We’re starting to work with a bunch of folks in the mid-market, and we’ve created a product called Operative Compete, which is a SaaS product. We’re not bringing demand to the table, so we aren’t part of the “tax.” We force multiple SSPs to compete with each other for the publisher’s inventory by pointing their supply at specific demand players throughout different points of the day. That drives their effective CPM up by 30% to 60%. That’s enough lift to start investing in direct sales with the type of scale of a big publisher that has stronger working capital.
GD: In the paper, you hinted that embracing the yield curve lowers the ad tech tax. You’re talking about reducing the incremental costs of intermediaries?

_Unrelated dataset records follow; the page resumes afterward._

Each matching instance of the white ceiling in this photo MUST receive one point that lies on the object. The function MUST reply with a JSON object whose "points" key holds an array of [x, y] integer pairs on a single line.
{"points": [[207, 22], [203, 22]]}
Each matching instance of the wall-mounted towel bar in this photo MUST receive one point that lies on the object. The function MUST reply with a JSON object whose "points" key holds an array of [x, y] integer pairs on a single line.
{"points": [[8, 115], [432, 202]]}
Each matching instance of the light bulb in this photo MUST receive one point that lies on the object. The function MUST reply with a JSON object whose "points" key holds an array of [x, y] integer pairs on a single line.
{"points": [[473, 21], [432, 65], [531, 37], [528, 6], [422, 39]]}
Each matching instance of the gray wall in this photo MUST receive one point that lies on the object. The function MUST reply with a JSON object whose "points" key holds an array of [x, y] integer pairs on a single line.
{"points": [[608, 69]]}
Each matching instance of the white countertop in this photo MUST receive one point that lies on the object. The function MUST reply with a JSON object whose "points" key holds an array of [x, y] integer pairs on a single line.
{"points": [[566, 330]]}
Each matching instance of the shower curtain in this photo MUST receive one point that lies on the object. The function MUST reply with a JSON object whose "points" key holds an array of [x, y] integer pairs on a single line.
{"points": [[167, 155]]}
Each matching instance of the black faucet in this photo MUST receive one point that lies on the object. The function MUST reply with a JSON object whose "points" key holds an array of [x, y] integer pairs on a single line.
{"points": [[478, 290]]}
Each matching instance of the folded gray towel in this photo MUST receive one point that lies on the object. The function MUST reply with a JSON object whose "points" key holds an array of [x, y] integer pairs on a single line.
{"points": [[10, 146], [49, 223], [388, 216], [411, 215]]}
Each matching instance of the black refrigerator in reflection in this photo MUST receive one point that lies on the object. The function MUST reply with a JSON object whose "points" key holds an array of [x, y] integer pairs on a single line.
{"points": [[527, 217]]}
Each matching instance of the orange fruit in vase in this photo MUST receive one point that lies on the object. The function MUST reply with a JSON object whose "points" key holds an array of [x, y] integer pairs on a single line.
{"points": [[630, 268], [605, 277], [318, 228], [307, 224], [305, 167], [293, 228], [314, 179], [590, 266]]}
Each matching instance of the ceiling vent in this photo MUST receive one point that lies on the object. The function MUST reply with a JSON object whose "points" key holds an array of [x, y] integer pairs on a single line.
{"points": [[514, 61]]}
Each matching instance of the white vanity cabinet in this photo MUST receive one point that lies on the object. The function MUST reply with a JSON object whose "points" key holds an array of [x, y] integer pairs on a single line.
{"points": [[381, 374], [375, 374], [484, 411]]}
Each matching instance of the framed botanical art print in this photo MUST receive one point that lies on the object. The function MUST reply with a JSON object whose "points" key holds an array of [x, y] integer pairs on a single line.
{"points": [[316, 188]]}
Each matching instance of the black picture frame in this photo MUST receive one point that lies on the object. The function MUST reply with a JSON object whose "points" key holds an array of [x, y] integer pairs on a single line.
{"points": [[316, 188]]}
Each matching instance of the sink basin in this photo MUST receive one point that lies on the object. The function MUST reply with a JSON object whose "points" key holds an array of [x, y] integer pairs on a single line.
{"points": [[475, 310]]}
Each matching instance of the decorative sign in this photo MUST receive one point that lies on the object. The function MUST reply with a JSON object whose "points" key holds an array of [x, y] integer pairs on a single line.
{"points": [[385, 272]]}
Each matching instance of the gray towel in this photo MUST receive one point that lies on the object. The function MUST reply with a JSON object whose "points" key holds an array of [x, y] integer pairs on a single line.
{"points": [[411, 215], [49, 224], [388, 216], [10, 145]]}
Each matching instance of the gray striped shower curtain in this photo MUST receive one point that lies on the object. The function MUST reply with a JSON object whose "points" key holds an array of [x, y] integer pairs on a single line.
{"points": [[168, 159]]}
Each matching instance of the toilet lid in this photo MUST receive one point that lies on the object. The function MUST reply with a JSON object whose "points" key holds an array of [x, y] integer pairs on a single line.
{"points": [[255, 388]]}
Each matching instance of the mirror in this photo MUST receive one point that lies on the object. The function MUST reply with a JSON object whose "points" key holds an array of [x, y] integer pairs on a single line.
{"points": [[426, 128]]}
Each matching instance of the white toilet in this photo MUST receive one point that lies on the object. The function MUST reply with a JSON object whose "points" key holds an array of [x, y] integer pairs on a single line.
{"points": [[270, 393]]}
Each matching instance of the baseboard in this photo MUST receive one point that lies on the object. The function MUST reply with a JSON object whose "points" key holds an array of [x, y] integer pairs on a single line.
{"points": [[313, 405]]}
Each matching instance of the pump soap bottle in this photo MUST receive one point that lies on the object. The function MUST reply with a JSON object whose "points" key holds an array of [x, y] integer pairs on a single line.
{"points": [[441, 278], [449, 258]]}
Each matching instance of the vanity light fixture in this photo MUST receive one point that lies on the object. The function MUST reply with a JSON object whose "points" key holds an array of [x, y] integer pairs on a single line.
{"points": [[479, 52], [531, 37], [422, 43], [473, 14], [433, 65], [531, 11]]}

LB: Exactly, most vendors sell their product with demand attached. Programmatic companies come in and say, “We’re going to bring you demand and charge you 10% or 20% for this demand if it clears.” Publishers should respond by saying, “Okay, but it has to be for new demand. Because I don’t want to see you enabling my existing customers buy media from me for a lower CPM.” It’s just not a great proposition, and I think you’re going to consider seeing a lot of these programmatic guys get flushed out of the process as publishers start optimizing their yield curves in a smarter way.
GD: But Lorne—What about the buyers!?! They want to buy programmatically. Don’t I have to accommodate them?
LB: Absolutely. But even they are sick and tired of going through middlemen. They don’t know whose reporting or data to use. They want to buy a single audience, and they’re cobbling information together to do it. Buyers are pro-programmatic, but the process really does need to be cleaned up. A lot of the SSPs are going to be under extreme duress as the agencies start to put what are almost their own SSPs on the table.